Magazines are put together months in advance. It was in, oh, December of last year, I think, that Cameron and Elise and I determined that the April issue of Apex would be about repair. About fixing the world, about how that goes right or goes wrong, about how pieces interconnect and fit together. Or don’t. About how the past can be repaired, or replaced, about the friability of a body, a plan, a history, or a life.

For a week in February of 2014, I was told I almost certainly had throat cancer.

And then a damn miracle occurred, and I do not.

I spent a great deal of February of this year thinking about the plan I hoped for my life, and how that was about to change. How my body was failing and faltering, and whether or not it could be repaired. As I write this essay, I find myself still emotionally returning from the land of “I have cancer” back to the mundane trials and triumphs of my everyday world. It’s a weird rebuilding. With all the setbacks and frustrations I experience, I find myself thinking that at least I am not spending this month undergoing radiation therapy.
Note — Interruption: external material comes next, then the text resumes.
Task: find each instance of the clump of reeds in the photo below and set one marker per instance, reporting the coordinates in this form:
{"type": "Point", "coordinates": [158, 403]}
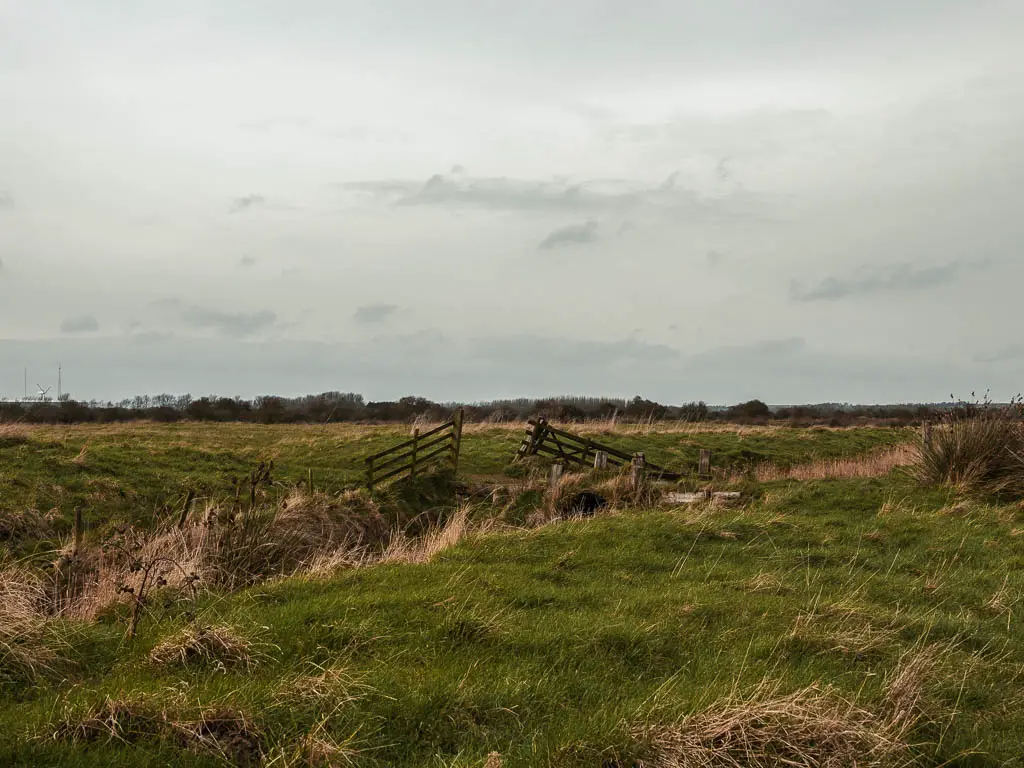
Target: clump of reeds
{"type": "Point", "coordinates": [976, 449]}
I am arguing with my kids about their chores instead of coughing up my insides.

I don’t have to rebuild my world. I am desperately grateful for that.

The characters and beings inhabiting Apex Magazine this month are… variably fortunate, on that front.  The protagonist of Ferrett Steinmetz’s “The Cultist’s Son” has found himself inexplicably alive, yet uncertain what that life is worth. In “Perfect,” by Haddayr Copley–Woods, we are given a slightly disturbing take on what a rebuilt world should be. John Chu’s “Repairing the World” blends literal world–repair with the building and re–building of individual life.

“Steel Snowflakes,” by Tom Piccirilli, focuses on body repair gone strange and difficult. So does the poem “Cogs,” by Beth Cato. “Aristeia,” by Sonya Taaffe, and “Tell Me the World is a Forest,” by Chris Lynch, both give intimate portraits of world–shaping. Michele Bannister speaks of pressures and changes in a geologic framework, in “Unlabelled Core, c. Zanclean (5.33 M.A.)”. Abra Staffin–Wiebe’s essay, “After Our Bodies Fail,” looks at the history and future of human physical medicine. And our cover art, “Time to Be Zebra,” by Mehrdad Isvandi, depicts yet another form of physical reshaping in masks and deception.

For our subscribers we have a reprint of Pamela Dean’s “Juniper, Gentian, and Rosemary.” We also are pleased to give you an excerpt from The Violent Century, by Lavie Tidhar.

We have two interviews this month. Maggie Slater interviews Ferrett Steinmetz, and Loraine Sammy interviews cover artist Mehrdad Isvandi. Our podcast for April is John Chu’s “Repairing the World,” read by Windy Bowlsby and produced by Erika Ensign.

It’s an often–broken world we inhabit. Things falter, plans and bodies and hopes go awry. But we, and the world, keep going. Rebuilt, repaired, and reformed. The future will not look like the past. It’s out there, waiting for us, anyway.